La Smart City (o città intelligente) è un concetto che vede l’ambiente urbano come un agglomerato di strumenti tecnologici che interconnette persone ed ambiente urbano, attraverso una rete capillare in grado di generare una grande quantità di informazioni e la possibilità di interagire con l’ambiente, le istituzioni, e tutto il mondo dei servizi. La Smart City si basa su sei aspetti fondamentali:

  • economia intelligente – l’economia e il commercio urbano devono essere rivolti all’aumento della produttività e dell’occupazione all’interno della città attraverso l’innovazione tecnologica. Un’economia basata sulla partecipazione e sulla collaborazione e che punta su ricerca e innovazione;
  • mobilità intelligente – le soluzioni di mobilità intelligente, dall’e-mobility alla sharing mobility ad altre forme di mobility management, devono guardare a come diminuire i costi, diminuire l’impatto ambientale e ottimizzare il risparmio energetico;
  • ambiente intelligente – sviluppo sostenibile, basso impatto ambientale ed efficienza energetica sono aspetti prioritari della città del futuro;
  • persone intelligenti – le persone (i cittadini) vanno coinvolte e rese partecipi. Si parla di processo decisionale bottom up (dal basso all’alto) e di politica partecipativa;
  • vita intelligente – il livello di comfort e benessere che deve essere garantito ai cittadini, legato ad aspetti come la salute, l’educazione, la sicurezza, la cultura ecc. sono anch’essi di prioritaria importanza;
  • amministrazione intelligente – l’amministrazione deve dare centralità al capitale umano, alle risorse ambientali, alle relazioni e ai beni della comunità.

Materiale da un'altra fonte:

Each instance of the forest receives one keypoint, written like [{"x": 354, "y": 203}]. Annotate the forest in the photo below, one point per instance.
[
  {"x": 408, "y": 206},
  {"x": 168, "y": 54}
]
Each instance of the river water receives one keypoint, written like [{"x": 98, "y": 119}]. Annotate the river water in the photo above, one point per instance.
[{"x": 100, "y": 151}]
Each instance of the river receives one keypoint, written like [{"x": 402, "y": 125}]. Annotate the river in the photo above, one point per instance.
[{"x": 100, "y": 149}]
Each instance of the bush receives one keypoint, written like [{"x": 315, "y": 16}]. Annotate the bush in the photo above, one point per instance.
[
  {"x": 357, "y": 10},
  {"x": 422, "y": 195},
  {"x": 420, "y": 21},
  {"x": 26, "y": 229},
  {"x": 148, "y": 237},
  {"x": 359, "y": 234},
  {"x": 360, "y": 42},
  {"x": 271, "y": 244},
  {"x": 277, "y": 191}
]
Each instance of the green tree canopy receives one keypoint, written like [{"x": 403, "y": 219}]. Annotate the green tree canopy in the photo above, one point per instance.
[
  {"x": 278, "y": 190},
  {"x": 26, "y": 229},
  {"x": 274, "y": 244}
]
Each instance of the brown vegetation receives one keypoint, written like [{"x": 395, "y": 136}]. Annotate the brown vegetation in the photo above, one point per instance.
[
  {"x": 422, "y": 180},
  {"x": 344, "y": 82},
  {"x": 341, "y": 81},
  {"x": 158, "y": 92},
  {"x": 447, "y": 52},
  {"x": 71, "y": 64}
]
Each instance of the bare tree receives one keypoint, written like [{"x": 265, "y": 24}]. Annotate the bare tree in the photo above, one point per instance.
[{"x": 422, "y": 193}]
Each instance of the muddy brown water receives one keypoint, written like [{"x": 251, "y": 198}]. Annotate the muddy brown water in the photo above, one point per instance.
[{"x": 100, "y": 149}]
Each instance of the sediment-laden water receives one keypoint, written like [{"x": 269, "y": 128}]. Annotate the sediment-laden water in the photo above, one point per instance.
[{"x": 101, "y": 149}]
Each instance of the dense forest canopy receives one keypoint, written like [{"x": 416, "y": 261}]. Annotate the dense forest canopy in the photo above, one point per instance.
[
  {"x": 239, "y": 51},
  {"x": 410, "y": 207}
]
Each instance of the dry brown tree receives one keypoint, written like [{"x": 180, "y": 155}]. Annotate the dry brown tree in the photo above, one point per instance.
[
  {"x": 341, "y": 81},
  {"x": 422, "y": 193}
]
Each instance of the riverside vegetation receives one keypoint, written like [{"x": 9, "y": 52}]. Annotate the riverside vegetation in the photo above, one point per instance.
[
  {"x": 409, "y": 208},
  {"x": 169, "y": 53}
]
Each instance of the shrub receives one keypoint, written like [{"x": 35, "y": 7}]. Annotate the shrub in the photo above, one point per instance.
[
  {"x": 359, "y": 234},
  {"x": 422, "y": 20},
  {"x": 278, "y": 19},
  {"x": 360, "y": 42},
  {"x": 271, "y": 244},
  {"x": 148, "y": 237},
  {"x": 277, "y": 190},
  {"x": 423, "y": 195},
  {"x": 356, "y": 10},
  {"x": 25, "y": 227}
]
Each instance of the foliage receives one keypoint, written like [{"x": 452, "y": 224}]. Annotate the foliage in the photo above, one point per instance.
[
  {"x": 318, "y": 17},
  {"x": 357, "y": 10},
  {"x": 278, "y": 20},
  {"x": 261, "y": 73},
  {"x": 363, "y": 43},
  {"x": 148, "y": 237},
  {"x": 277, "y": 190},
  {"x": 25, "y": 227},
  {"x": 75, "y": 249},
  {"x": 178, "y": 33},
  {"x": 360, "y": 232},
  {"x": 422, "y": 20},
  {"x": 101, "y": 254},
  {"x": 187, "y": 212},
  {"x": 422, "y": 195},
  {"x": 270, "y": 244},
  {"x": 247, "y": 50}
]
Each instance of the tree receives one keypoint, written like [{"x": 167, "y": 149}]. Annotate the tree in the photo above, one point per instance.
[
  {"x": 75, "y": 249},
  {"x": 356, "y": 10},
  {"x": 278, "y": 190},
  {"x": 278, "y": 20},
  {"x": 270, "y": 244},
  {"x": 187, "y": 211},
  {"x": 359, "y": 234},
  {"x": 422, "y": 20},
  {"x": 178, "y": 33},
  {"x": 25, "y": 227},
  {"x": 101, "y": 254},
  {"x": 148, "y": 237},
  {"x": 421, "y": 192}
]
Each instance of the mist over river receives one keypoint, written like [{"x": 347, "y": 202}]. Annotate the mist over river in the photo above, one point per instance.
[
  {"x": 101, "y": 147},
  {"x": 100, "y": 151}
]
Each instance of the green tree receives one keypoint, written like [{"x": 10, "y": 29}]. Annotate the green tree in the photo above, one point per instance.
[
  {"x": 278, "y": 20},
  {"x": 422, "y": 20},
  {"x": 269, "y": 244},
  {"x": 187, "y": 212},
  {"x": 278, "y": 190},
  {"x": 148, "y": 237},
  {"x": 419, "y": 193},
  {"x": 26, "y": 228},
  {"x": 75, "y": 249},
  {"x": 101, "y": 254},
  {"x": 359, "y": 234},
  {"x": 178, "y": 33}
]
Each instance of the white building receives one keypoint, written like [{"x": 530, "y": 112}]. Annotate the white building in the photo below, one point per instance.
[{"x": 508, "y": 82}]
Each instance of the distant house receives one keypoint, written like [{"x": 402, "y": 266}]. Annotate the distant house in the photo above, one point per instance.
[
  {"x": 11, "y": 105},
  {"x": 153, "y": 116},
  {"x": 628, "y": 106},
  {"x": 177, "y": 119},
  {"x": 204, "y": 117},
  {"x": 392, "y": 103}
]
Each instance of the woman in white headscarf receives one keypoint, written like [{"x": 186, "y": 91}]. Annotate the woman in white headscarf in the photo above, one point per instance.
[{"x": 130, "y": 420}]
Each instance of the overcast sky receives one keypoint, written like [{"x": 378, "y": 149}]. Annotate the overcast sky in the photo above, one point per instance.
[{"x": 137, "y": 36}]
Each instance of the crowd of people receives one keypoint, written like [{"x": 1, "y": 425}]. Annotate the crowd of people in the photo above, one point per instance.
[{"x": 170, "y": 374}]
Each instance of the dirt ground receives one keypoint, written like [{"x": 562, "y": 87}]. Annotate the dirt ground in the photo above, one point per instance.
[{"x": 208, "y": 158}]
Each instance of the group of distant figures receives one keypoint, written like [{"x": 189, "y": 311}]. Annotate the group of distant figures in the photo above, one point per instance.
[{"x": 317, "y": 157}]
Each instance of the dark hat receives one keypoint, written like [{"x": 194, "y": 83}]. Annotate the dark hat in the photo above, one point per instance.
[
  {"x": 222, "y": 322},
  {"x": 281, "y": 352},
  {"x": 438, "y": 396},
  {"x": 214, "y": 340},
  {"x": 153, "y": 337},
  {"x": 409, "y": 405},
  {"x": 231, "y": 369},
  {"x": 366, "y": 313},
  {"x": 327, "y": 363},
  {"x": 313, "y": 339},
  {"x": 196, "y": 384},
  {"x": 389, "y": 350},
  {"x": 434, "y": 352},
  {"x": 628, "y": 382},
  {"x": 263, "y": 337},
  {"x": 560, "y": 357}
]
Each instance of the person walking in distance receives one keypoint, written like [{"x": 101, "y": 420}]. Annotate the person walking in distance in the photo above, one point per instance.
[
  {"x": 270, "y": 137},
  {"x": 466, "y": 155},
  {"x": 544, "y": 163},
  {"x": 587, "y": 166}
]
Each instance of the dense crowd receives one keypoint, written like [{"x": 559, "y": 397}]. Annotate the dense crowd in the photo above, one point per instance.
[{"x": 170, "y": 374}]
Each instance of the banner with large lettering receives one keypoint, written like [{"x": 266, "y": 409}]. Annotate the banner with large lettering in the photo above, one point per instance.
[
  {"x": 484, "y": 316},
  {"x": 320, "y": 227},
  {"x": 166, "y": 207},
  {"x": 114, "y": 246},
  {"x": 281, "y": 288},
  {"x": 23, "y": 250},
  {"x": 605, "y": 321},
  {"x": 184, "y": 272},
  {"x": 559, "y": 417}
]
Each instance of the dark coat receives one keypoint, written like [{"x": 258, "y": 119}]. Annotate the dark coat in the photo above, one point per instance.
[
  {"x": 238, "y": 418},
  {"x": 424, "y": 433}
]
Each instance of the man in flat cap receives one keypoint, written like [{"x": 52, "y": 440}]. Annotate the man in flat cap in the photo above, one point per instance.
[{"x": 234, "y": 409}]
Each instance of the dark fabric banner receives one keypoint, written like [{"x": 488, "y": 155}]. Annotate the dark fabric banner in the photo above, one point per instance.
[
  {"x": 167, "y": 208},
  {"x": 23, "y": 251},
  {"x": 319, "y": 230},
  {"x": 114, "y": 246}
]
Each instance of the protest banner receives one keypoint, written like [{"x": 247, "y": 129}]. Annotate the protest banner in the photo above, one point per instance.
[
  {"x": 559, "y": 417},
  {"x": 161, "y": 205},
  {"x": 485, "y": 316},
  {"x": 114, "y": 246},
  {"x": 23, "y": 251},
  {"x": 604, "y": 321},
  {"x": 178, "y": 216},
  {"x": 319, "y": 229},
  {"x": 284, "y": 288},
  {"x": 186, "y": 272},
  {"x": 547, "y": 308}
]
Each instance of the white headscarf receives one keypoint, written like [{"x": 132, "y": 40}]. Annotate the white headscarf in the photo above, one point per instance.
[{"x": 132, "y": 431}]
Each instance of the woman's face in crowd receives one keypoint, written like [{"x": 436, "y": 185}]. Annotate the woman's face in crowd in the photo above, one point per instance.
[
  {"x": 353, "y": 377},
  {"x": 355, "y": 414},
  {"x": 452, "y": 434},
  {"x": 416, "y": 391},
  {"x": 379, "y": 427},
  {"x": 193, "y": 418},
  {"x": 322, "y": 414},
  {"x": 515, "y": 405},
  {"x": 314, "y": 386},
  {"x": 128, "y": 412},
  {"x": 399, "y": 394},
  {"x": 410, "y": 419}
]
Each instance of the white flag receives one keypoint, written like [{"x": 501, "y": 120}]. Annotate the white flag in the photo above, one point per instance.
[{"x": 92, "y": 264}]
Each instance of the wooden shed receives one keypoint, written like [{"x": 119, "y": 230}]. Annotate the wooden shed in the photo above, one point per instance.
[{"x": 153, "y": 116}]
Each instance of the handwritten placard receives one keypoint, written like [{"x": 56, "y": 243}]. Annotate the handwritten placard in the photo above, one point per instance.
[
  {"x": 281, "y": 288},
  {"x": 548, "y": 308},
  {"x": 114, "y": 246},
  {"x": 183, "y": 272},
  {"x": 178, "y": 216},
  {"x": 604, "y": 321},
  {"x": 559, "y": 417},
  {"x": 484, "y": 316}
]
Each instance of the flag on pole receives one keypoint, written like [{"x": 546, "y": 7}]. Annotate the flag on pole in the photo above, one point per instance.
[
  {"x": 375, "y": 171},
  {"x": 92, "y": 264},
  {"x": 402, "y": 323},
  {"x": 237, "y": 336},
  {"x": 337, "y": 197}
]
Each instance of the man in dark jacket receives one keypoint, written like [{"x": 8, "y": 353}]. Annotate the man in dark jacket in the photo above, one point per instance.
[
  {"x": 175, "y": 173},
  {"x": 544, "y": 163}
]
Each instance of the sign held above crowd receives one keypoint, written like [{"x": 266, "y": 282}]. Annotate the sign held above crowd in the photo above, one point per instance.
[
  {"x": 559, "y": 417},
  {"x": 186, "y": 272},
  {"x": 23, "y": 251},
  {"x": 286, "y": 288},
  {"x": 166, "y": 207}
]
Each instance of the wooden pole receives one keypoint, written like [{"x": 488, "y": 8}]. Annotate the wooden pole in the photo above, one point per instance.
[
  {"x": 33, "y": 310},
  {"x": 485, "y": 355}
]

La Smart City è dunque una città dove viene massimizzato il capitale infrastrutturale tecnologico insieme a quello umano, ambientale e sociale. É necessaria infatti una partecipazione e una responsabilità condivisa attraverso l’uso di informazioni e alla comunicazione di esse da parte dei cittadini, dando la possibilità di interagire con lo sviluppo della città e fornendo supporto alle decisioni delle amministrazioni locali.

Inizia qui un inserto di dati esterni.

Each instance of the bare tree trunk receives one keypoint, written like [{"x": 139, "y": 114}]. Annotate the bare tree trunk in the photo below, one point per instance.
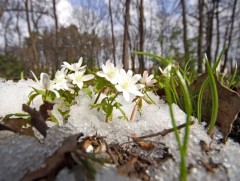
[
  {"x": 31, "y": 36},
  {"x": 113, "y": 38},
  {"x": 218, "y": 31},
  {"x": 141, "y": 37},
  {"x": 209, "y": 29},
  {"x": 229, "y": 36},
  {"x": 200, "y": 34},
  {"x": 185, "y": 36},
  {"x": 57, "y": 64},
  {"x": 125, "y": 56}
]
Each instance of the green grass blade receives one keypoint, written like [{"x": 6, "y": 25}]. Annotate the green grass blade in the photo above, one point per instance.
[
  {"x": 200, "y": 97},
  {"x": 233, "y": 76},
  {"x": 214, "y": 97}
]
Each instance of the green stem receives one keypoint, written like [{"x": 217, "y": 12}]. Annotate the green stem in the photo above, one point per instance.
[
  {"x": 114, "y": 98},
  {"x": 97, "y": 98},
  {"x": 149, "y": 98}
]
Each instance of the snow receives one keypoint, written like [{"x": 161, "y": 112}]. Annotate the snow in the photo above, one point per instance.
[{"x": 18, "y": 154}]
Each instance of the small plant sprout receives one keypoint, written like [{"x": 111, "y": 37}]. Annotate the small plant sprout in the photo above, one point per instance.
[
  {"x": 127, "y": 84},
  {"x": 110, "y": 72},
  {"x": 78, "y": 78},
  {"x": 47, "y": 89},
  {"x": 64, "y": 87},
  {"x": 116, "y": 81},
  {"x": 74, "y": 66},
  {"x": 149, "y": 84}
]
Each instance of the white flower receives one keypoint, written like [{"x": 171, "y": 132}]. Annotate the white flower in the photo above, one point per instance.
[
  {"x": 74, "y": 66},
  {"x": 45, "y": 83},
  {"x": 60, "y": 81},
  {"x": 146, "y": 80},
  {"x": 78, "y": 78},
  {"x": 110, "y": 72},
  {"x": 127, "y": 84},
  {"x": 167, "y": 71}
]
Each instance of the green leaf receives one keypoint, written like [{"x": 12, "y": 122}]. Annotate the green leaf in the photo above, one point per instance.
[
  {"x": 88, "y": 91},
  {"x": 54, "y": 119},
  {"x": 31, "y": 96}
]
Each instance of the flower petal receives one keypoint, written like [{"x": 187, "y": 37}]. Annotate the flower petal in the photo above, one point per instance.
[
  {"x": 88, "y": 77},
  {"x": 126, "y": 96}
]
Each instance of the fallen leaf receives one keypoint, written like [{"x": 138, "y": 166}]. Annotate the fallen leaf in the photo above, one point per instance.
[
  {"x": 45, "y": 109},
  {"x": 56, "y": 162}
]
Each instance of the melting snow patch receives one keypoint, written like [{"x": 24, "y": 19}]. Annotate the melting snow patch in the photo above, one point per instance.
[{"x": 18, "y": 154}]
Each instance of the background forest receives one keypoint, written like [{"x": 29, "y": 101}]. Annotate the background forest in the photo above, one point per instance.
[{"x": 39, "y": 35}]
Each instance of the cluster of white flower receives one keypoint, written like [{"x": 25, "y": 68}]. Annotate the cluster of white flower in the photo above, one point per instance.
[
  {"x": 125, "y": 82},
  {"x": 68, "y": 75}
]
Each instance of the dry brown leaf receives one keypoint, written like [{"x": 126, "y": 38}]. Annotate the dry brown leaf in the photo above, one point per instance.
[
  {"x": 56, "y": 162},
  {"x": 229, "y": 104},
  {"x": 45, "y": 109}
]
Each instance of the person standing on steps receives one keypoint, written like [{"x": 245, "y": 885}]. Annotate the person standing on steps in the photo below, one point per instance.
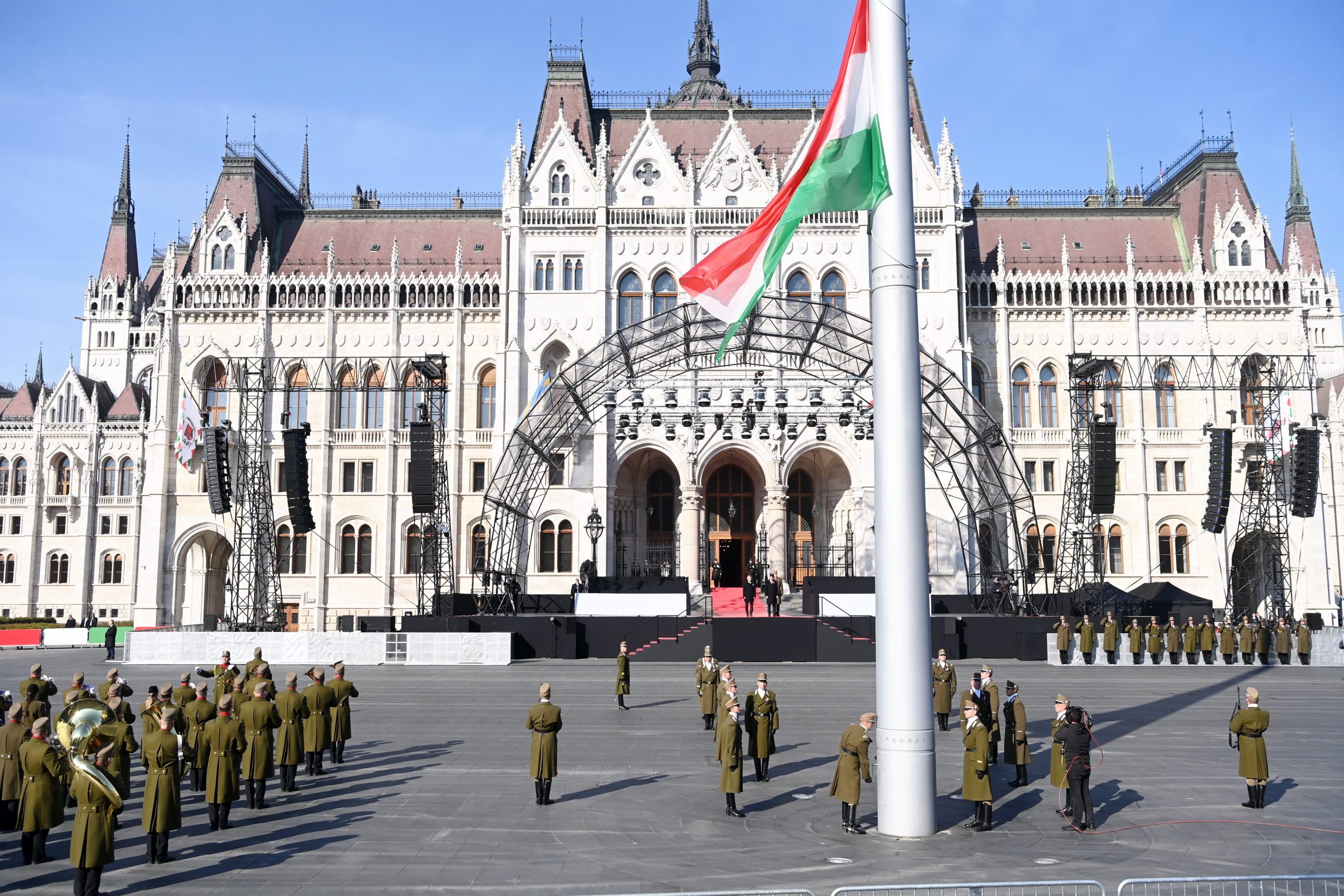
[
  {"x": 851, "y": 767},
  {"x": 623, "y": 676}
]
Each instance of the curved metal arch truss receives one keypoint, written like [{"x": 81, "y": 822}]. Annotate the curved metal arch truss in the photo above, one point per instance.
[{"x": 964, "y": 448}]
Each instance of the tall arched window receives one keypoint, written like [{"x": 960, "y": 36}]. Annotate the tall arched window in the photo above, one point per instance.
[
  {"x": 1164, "y": 395},
  {"x": 1021, "y": 397},
  {"x": 215, "y": 406},
  {"x": 832, "y": 291},
  {"x": 486, "y": 400},
  {"x": 631, "y": 309},
  {"x": 1049, "y": 398},
  {"x": 374, "y": 399},
  {"x": 664, "y": 293}
]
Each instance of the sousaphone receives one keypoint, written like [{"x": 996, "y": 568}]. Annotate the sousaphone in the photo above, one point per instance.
[{"x": 77, "y": 730}]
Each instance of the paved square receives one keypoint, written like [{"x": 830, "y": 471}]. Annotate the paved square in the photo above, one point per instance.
[{"x": 435, "y": 794}]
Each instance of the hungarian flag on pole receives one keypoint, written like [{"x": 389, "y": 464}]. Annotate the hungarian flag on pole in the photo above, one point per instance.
[{"x": 842, "y": 170}]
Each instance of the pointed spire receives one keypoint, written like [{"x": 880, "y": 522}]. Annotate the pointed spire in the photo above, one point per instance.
[{"x": 1112, "y": 190}]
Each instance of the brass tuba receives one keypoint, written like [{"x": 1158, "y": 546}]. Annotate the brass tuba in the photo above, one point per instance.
[{"x": 77, "y": 730}]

A tale scopo è dunque necessario un sistema informatico in grado di ricevere ed inviare in tempo reale segnalazioni di problemi o di richieste. Gli stessi edifici che compongono la città devono essere sottointesi in un’ottica smart, ossia tenendo presente i concetti di efficienza energetica e smartness perché fanno parte del capitale infrastrutturale e sociale. 

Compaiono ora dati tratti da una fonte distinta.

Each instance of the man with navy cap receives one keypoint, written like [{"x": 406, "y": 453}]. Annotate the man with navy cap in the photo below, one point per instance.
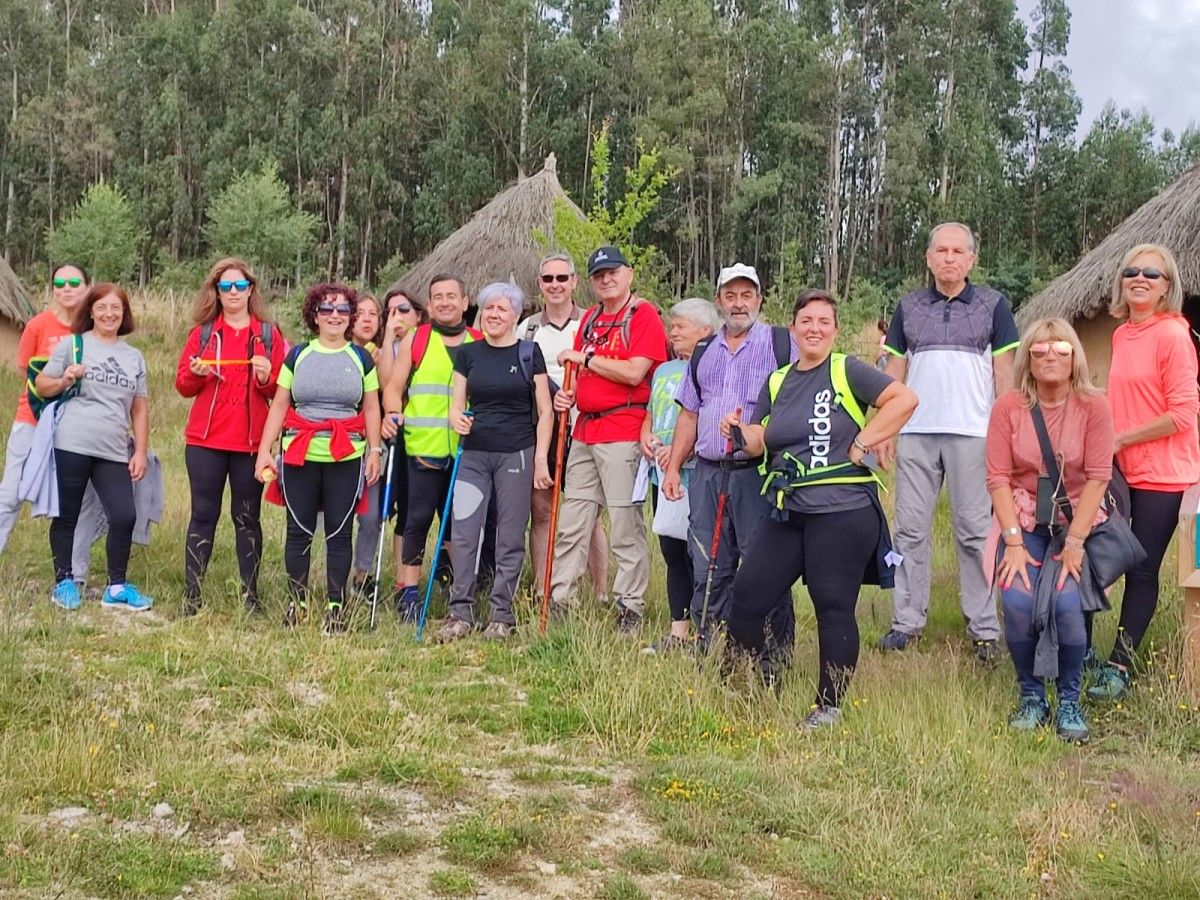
[{"x": 619, "y": 343}]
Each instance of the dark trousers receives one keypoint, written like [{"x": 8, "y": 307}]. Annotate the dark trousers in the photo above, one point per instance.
[
  {"x": 831, "y": 551},
  {"x": 331, "y": 489},
  {"x": 115, "y": 491},
  {"x": 207, "y": 474},
  {"x": 1153, "y": 516}
]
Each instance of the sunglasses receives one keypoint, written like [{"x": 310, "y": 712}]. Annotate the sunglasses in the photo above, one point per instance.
[
  {"x": 1149, "y": 273},
  {"x": 1062, "y": 349}
]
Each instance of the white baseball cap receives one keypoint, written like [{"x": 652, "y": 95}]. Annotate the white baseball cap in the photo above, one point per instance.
[{"x": 731, "y": 273}]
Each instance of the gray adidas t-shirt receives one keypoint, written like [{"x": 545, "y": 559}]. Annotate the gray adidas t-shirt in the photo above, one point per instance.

Ulteriore aspetto fondamentale è quello che riguarda l’efficienza energetica e la sostenibilità ambientale, in quanto per gestire l’energia in maniera efficiente è necessario un sistema di smart energy. Puntare sulle energie rinnovabili è fondamentale, coadiuvando il tutto con sistemi intelligenti per la gestione dei rifiuti e favorendo un’economia circolare. L’ambiente, visto anche come aree verdi, va ottimizzato e reso efficiente. 

Non meno importante è il concetto di sicurezza integrata, mediante la quale è possibile garantire una minore criminalità con sistemi tecnologici di sicurezza integrati ed interconnessi che garantiscono la possibilità di monitorare in tempo reale ed intervenire e prevenire le attività criminali. Inoltre per garantire la salutare vivibilità della città occorre gestire in maniera intelligente il traffico al fine di ridurre l’inquinamento, monitorando anche i livelli di emissioni, ponendo in essere una gestione intelligente dei parcheggi ed un continuo interscambio di informazioni che permettano un traffico efficiente.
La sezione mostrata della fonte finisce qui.